Keeping Up With Data #100
5 minutes for 5 hours’ worth of reading
Data products, data as a product — these are big topics of the day. Data teams are getting inspiration from products, engineering, communication, marketing, or even whole companies.
The role of data and analytics is not yet clearly defined — like for instance the role of finance or HR — and therefore every data team is different. Their focus is different, the data they work with is different, the business problems they are solving are different, and the context in which they operate is different.
That is why every data teams need to devise their own playbook to succeed. I like to think about data teams as little start-ups. They need to raise their budgets, defend their existence, focus on high-value problems, communicate their value, drive the adoption of their products, and grow their valuation.
Can you do that with using suppliers constantly changing the format and quality of their goods? Can you not understand your customers? Can you be everything to everyone? Can you do without clear priorities? Certainly not. But that’s exactly what many data teams are doing.
This week’s reading list looks at data products, data production, data-as-a-product, and AI regulation.

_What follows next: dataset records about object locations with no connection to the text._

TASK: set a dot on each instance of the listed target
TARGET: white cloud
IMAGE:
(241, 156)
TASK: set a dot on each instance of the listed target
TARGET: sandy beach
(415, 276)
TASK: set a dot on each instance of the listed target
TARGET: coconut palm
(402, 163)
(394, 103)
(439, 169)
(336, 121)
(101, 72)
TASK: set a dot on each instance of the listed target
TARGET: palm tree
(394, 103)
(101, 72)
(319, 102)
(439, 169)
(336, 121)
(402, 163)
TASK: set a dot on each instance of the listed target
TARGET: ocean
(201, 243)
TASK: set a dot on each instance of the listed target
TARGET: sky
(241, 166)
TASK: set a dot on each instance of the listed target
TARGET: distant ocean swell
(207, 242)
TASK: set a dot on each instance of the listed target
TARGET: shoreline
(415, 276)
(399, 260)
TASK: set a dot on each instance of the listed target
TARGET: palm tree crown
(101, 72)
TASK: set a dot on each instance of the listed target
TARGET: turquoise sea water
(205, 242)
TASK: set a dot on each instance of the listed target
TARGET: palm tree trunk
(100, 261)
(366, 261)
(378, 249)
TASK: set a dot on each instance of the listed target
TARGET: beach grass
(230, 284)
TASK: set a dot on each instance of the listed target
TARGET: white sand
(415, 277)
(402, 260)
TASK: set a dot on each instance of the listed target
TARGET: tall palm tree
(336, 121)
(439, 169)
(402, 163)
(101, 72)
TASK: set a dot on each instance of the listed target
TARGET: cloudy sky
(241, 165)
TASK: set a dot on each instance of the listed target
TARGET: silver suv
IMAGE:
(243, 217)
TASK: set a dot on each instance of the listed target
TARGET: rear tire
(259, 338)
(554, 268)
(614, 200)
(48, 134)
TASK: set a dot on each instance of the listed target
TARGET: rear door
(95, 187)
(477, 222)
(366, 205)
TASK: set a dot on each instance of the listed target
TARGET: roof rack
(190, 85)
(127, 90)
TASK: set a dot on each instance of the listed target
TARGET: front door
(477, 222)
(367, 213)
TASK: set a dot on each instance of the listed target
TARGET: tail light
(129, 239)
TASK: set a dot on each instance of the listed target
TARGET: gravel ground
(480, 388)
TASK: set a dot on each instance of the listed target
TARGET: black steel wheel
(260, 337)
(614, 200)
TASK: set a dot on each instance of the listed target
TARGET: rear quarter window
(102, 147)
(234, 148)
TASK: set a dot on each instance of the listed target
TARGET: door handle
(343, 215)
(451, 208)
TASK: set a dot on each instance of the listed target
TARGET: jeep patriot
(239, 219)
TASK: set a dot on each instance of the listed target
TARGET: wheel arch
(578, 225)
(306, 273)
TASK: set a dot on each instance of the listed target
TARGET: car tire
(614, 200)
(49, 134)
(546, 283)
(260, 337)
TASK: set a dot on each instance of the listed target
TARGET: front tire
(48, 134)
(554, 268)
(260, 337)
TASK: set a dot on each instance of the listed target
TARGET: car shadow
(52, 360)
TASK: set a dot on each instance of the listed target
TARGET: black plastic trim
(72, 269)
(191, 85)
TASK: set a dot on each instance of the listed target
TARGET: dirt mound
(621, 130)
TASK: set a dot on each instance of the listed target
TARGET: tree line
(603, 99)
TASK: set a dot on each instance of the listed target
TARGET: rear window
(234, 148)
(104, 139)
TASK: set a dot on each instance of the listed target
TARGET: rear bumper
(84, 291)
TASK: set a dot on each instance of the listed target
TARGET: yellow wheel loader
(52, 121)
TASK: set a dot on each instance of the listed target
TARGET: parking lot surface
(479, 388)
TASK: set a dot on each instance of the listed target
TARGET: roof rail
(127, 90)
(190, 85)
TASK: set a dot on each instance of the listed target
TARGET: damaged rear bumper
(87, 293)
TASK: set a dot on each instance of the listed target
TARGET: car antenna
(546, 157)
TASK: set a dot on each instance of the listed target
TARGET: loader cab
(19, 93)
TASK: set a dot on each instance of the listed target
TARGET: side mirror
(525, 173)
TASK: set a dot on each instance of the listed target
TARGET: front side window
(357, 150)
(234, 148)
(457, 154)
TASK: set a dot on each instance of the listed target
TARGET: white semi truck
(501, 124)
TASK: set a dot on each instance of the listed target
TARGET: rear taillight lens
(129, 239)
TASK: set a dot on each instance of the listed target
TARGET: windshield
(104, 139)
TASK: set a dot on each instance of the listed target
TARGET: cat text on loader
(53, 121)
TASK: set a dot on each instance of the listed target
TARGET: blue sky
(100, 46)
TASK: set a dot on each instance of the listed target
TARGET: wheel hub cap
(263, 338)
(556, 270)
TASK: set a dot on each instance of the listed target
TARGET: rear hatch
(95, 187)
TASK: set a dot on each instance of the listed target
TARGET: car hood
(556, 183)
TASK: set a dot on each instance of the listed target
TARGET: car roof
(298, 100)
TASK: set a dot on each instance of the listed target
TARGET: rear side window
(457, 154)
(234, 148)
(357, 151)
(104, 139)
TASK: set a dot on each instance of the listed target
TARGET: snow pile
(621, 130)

- If data is a product, what is production? We are hearing about managing data as a product a lot lately. But products are meant to end in production and there is always a clear differentiation between what’s in production and what’s not. Products in production are supported, once-off experiments are not. Product teams are always keen to hear ideas for improvements, but they make the call which of them will be built and deployed (into production). Not many data teams operate like that. Many ad-hoc analyses are not properly labelled as once-off; the production is not clearly delineated. And that’s a problem. Having few dashboards or ML models, properly supported is much better than having dozens of solutions floating around without any proper management and maintenance. I’m sure it’s even in the interest of the business to prioritise quality over quantity. Having just few — but robust — analytic solutions forming the backbone of the company’s decision making and operations is what’s needed. With experiments and ad-hoc analyses explicitly marked with a ‘best before’ date. (Benn Stancil)

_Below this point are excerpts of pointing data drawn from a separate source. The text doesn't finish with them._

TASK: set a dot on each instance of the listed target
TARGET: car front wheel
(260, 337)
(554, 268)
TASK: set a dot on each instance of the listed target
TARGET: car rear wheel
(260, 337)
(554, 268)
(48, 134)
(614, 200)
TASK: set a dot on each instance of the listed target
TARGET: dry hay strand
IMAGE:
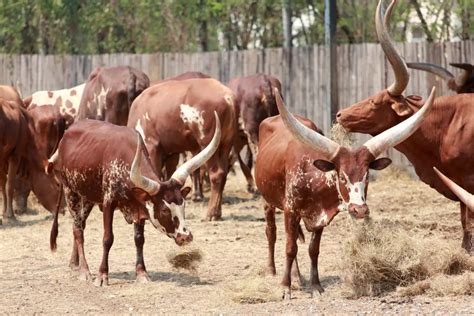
(341, 136)
(185, 258)
(379, 259)
(255, 289)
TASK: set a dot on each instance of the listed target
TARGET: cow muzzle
(358, 211)
(183, 239)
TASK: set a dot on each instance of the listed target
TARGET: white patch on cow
(151, 214)
(356, 190)
(139, 129)
(177, 210)
(190, 115)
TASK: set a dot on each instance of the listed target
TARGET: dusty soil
(32, 279)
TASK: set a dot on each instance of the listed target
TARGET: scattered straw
(382, 257)
(341, 136)
(185, 258)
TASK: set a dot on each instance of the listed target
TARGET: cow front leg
(142, 274)
(107, 242)
(313, 255)
(291, 228)
(467, 221)
(270, 232)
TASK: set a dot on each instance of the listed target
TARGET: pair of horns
(182, 173)
(376, 145)
(465, 197)
(398, 64)
(454, 83)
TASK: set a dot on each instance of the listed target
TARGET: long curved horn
(150, 186)
(304, 134)
(432, 68)
(183, 172)
(398, 133)
(465, 197)
(398, 65)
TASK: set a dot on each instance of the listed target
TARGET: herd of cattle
(115, 141)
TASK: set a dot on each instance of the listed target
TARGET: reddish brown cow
(104, 164)
(254, 102)
(463, 83)
(312, 178)
(109, 93)
(444, 140)
(176, 117)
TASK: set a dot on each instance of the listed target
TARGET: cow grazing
(104, 164)
(176, 117)
(66, 100)
(462, 83)
(254, 102)
(444, 140)
(109, 93)
(312, 178)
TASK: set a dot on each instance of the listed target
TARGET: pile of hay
(382, 257)
(341, 136)
(185, 258)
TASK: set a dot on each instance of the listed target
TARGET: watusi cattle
(104, 164)
(109, 93)
(312, 178)
(444, 140)
(176, 117)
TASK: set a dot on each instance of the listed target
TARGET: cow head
(388, 107)
(165, 201)
(352, 165)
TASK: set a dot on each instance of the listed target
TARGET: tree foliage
(100, 26)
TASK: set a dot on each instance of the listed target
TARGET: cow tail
(54, 228)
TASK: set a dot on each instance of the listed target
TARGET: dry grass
(383, 256)
(185, 258)
(341, 136)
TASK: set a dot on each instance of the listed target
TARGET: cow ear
(140, 194)
(324, 165)
(185, 191)
(402, 109)
(381, 163)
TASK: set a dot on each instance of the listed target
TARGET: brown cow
(109, 93)
(293, 174)
(444, 140)
(176, 117)
(104, 164)
(463, 83)
(254, 102)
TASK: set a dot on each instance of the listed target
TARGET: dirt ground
(32, 279)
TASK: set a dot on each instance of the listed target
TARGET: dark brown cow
(462, 83)
(312, 178)
(254, 102)
(176, 117)
(444, 140)
(183, 76)
(104, 164)
(109, 93)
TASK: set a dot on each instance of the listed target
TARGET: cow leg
(13, 165)
(313, 255)
(291, 228)
(467, 221)
(142, 274)
(107, 241)
(270, 231)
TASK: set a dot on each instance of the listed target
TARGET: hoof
(102, 280)
(143, 278)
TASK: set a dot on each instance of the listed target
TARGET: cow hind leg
(107, 242)
(270, 232)
(314, 254)
(467, 221)
(142, 274)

- Deploying Data Products at the speed of the business: Let’s move from data-as-a-product to data products. The building blocks of data mesh approach — self-service infrastructure and federated data products development, oriented around domains and owned by independent cross-functional teams — are shifting the focus from centralised infrastructure to domain oriented data products. The infrastructure and tooling enabling quick deployment of new data products (and their maintenance, support, and distribution to users) is a secondary concern. I think the centralisation and decentralisation have their pros and cons and their equilibrium should be constantly re-calibrated. Domain experts are best positioned to own the data products. But the economics of data works the best when data and analytics is being used and re-used as much as possible. (Dataception)
- The EU’s attempt to regulate open-source AI is counterproductive: “The regulation of general-purpose AI (GPAI) is currently being debated by the European Union’s legislative bodies as they work on the Artificial Intelligence Act (AIA). One proposed change from the Council of the EU (the Council) would take the unusual, and harmful, step of regulating open-source GPAI. While intended to enable the safer use of these tools, the proposal would create legal liability for open-source GPAI models, undermining their development. This could further concentrate power over the future of AI in large technology companies and prevent research that is critical to the public’s understanding of AI.” (Brookings)
That’s it for the week. Now it’s time to relax!